BATTERED world markets finally rebounded yesterday as figures showed the world’s largest economy was creating jobs – but not so many as to endanger its money-printing programme.
US employers added 175,000 jobs last month, slightly more than economists had forecast, and the news was greeted positively even though the unemployment rate ticked up from 7.5 to 7.6 per cent.
The Dow Jones opened strongly and the figures prompted a 1.2 per cent or 75.9 points rise in the FTSE 100 to 6,412.
Investors around the world had been waiting for the latest “non-farm payrolls” figure with bated breath amid fears that the rapidly improving economy would prompt America’s central bank, the Federal Reserve, to trim its massive stimulus programme.
Signs that the recovery had stalled would also be bad for sentiment but markets breathed a sigh of relief as the latest figure was judged to be just right.
Marcus Bullus, trading director at MB Capital, said: “If ever there was a Goldilocks number, this is it. US job growth is neither too hot nor too cold – and the market’s fears about QE tapering have dissolved like sugar in a bowl of warm oatmeal.
“The spectre of the Fed winding down its monetary stimulus has weighed heavily on equity markets this week, but the news that America is creating jobs at a steady rather than stellar rate means QE will remain firmly on the table.”
The Fed has been creating money and buying bonds at a rate of $85 billion (£55bn) a month since it stepped up its third round of quantitative easing in December.
The promise of plentiful liquidity in the US and a mildly inflationary environment fuelled a rally in world markets that took many leading share indices close to or beyond their all-time highs.
Comments from Fed officials that they might start to taper their bond buying then caused a retreat from those highs that saw London’s FTSE 100 Index slide 500 points or 7 per cent in the last fortnight.
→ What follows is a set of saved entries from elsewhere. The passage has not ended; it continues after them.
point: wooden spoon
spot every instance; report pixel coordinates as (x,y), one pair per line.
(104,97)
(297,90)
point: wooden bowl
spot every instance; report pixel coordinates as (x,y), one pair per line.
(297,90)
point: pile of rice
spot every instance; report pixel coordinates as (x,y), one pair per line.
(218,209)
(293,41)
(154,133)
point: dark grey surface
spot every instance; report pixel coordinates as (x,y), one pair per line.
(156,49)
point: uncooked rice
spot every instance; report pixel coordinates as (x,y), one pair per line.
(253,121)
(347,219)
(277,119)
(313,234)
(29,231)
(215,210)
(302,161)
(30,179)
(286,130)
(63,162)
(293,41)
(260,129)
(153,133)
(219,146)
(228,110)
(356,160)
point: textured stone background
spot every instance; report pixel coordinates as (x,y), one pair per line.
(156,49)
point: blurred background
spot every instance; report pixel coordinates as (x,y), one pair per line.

Investors also took heart from the latest figures as they showed the US economy was weathering an increase in government austerity this year, as the public sector workforce declined by 3,000 in May.
But in a sign that US factories are feeling the pinch from Europe’s debt crisis, which has eroded purchasing power in some of the world’s largest consumer markets, manufacturing employment declined by 8,000 jobs.
Fed officials next meet to discuss their QE programme on 18 June, and analysts said the latest jobs numbers suggest they will carry on buying at the same rate as before.
Chris Williamson, chief economist at Markit, said recent purchasing managers’ surveys show the US growth rate probably slowed in the second quarter.
He added: “As the labour market often lags behind changes in output, the case for scaling back policy stimulus is by no means clear cut.
“The Fed is likely to watch the incoming data on business activity and demand closely before making clear signals on policy changes, and will probably want to see the actual rate of unemployment come down further before being comfortable that a meaningful and sustainable recovery is in place.”